Depuis le décès de Jean Béliveau, les éloges bien mérités à son endroit fusent de toutes parts. On dit qu'en plus d'avoir été un excellent hockeyeur, il était aussi un homme exceptionnel par ses qualités humaines.

On retient de lui qu'il était généreux, humble, respectueux envers les autres, affable, courtois et j'en passe. En plus, il avait des valeurs personnelles inébranlables de fidélité envers son épouse, ce qu'il a mentionné en entrevue en 2010 à Anne-Marie Dussault tout en soulignant en riant qu'il avait toujours eu le support de la gent féminine. Des choix difficiles à faire se sont imposés à lui au niveau d'offres politiques qui lui ont été soumises et qui étaient très honorifiques, mais il les a refusées car il donnait priorité à sa famille.

Toutes ces qualités soulignées aujourd'hui sont devenues rares à tel point qu'elles étonnent de nos jours dans la société soi-disant évoluée dans laquelle on vit.

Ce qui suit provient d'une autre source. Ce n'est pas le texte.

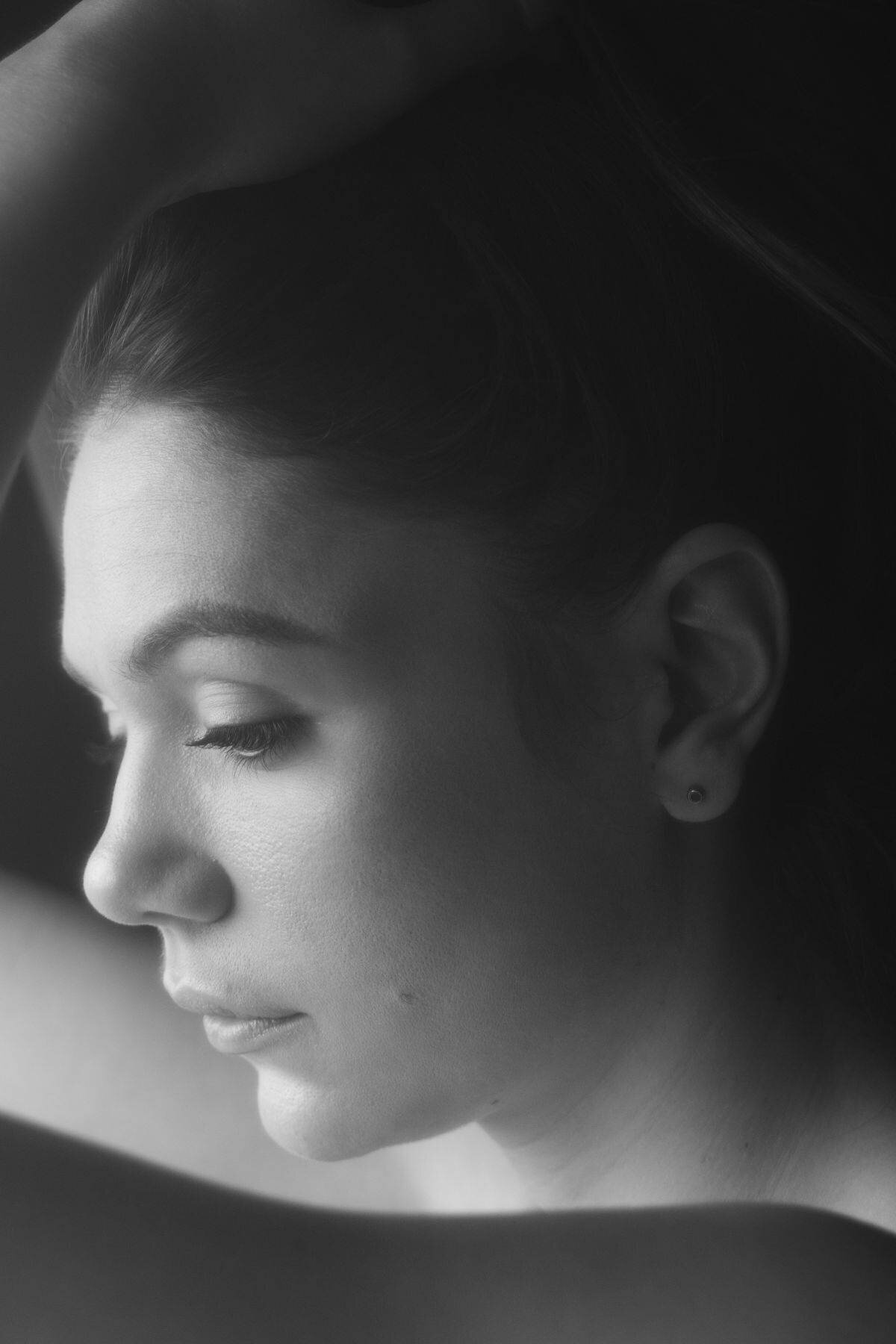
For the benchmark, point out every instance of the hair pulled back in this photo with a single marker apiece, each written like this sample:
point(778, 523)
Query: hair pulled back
point(523, 308)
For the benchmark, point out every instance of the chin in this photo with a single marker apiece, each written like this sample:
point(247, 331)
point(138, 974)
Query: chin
point(319, 1124)
point(331, 1125)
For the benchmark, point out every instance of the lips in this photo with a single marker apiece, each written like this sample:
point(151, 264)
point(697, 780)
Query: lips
point(200, 1001)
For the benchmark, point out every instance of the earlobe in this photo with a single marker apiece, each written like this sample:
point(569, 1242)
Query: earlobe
point(721, 606)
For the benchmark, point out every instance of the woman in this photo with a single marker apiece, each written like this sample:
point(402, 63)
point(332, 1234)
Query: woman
point(411, 550)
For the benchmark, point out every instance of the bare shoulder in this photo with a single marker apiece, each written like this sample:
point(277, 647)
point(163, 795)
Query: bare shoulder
point(96, 1246)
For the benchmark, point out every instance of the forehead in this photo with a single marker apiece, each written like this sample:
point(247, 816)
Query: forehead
point(160, 515)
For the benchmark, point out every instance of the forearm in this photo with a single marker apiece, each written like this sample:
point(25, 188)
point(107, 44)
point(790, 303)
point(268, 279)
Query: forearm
point(81, 163)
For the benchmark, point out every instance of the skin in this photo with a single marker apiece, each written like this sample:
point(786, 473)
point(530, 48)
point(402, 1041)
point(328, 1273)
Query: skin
point(473, 937)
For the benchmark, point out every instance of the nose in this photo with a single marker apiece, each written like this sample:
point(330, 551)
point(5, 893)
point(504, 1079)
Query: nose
point(151, 865)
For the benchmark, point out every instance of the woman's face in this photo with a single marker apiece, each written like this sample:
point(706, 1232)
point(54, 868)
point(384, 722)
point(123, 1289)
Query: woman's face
point(396, 867)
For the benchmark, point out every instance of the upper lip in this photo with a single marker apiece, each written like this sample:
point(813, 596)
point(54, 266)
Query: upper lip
point(195, 1001)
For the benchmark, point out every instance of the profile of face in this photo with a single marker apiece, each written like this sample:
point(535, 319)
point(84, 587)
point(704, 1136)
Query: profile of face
point(326, 806)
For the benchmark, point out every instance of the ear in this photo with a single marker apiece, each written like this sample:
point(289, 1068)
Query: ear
point(718, 618)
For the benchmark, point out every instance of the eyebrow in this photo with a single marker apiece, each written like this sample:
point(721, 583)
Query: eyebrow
point(208, 621)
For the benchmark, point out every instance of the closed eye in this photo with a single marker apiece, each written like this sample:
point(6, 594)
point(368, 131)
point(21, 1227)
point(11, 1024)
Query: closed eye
point(246, 744)
point(253, 744)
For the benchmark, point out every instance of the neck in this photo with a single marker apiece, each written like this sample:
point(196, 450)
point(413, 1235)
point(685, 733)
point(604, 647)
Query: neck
point(724, 1086)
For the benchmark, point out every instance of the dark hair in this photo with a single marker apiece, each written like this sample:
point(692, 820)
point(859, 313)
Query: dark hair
point(523, 308)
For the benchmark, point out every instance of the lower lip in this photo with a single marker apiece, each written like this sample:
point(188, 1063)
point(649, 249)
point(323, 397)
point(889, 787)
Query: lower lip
point(240, 1035)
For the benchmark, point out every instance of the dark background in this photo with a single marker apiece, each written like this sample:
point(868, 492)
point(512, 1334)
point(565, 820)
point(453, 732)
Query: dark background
point(788, 105)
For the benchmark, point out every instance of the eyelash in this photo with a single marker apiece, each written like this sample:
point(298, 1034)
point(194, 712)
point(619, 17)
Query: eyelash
point(254, 745)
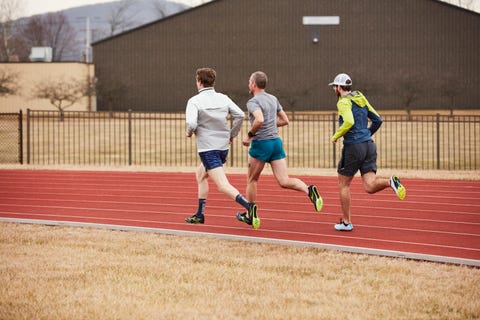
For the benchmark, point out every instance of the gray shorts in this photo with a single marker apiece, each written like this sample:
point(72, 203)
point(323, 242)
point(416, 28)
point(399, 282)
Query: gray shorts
point(360, 156)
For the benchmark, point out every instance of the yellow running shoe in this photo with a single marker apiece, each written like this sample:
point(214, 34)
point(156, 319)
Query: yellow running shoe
point(398, 187)
point(315, 197)
point(252, 213)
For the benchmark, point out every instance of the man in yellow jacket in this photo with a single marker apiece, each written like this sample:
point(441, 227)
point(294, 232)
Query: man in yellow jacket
point(359, 150)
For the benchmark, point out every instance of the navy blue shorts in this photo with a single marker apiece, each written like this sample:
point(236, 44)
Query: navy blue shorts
point(213, 158)
point(267, 150)
point(360, 156)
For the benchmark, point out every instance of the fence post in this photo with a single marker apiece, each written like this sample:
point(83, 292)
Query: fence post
point(438, 141)
point(232, 149)
point(20, 137)
point(129, 137)
point(334, 121)
point(28, 136)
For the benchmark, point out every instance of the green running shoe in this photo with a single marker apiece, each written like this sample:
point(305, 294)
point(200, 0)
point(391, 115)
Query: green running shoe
point(242, 217)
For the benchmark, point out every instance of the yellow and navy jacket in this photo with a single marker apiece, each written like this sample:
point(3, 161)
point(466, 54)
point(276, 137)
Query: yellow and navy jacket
point(354, 110)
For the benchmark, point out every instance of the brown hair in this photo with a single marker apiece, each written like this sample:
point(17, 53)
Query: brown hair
point(206, 76)
point(260, 79)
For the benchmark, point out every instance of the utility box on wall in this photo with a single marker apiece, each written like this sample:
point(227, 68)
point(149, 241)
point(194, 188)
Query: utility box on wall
point(41, 54)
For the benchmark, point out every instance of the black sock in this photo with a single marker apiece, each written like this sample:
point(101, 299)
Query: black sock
point(201, 207)
point(243, 201)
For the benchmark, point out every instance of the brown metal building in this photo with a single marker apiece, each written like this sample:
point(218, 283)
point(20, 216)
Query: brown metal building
point(418, 54)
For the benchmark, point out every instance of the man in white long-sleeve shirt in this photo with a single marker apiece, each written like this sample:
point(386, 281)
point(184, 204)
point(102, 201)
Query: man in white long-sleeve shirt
point(206, 116)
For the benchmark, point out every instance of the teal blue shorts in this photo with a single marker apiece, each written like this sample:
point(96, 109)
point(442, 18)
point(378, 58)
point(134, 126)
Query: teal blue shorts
point(267, 150)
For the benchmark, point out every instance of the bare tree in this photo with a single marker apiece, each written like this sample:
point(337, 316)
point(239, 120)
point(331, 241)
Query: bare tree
point(61, 93)
point(10, 10)
point(122, 16)
point(50, 30)
point(8, 83)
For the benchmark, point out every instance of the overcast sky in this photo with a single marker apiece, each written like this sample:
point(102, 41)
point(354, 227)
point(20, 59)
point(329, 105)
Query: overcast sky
point(41, 6)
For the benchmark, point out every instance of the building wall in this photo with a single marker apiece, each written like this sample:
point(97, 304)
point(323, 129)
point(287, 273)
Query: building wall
point(31, 74)
point(418, 54)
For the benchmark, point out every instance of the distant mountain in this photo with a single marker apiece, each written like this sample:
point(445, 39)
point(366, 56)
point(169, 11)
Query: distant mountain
point(107, 19)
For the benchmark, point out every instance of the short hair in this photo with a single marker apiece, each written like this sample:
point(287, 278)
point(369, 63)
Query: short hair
point(206, 76)
point(260, 79)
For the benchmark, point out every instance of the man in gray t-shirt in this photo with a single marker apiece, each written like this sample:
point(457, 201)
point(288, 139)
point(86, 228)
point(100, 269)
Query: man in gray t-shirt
point(266, 115)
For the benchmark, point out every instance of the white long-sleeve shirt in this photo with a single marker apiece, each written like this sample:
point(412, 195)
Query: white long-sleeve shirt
point(206, 116)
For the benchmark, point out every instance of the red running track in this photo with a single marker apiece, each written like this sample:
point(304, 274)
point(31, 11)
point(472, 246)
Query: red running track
point(438, 218)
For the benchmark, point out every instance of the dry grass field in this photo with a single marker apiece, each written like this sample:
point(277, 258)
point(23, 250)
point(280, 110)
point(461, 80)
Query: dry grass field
point(78, 273)
point(58, 272)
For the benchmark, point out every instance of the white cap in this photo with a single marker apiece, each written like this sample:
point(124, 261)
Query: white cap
point(341, 79)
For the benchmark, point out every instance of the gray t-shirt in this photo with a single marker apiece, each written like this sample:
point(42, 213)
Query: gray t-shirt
point(270, 106)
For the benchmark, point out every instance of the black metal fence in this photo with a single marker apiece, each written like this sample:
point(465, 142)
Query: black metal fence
point(449, 142)
point(11, 136)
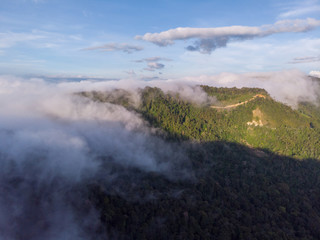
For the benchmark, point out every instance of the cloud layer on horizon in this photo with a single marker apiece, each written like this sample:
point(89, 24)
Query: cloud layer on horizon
point(109, 47)
point(209, 39)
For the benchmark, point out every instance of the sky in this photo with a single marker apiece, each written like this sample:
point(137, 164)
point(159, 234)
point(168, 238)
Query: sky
point(157, 39)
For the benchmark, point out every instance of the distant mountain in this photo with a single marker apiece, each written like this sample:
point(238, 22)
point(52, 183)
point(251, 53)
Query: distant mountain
point(254, 171)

Égoïsme et égocentricité sont bien présents. Grandeur d'âme, souvent absente.

Bien sûr, monsieur Béliveau était d'une autre génération, mais il me semble que ces valeurs se sont perdues en cours de route. Étant d'un âge certain, je me souviens, étant jeune, des capsules radiophoniques de Jean-Paul Nollet qui mentionnait que «le civisme et la bienséance sont une foule de petites choses». Est-ce que ces mots sont encore à la mode ou bien est-ce «va comme je te pousse»?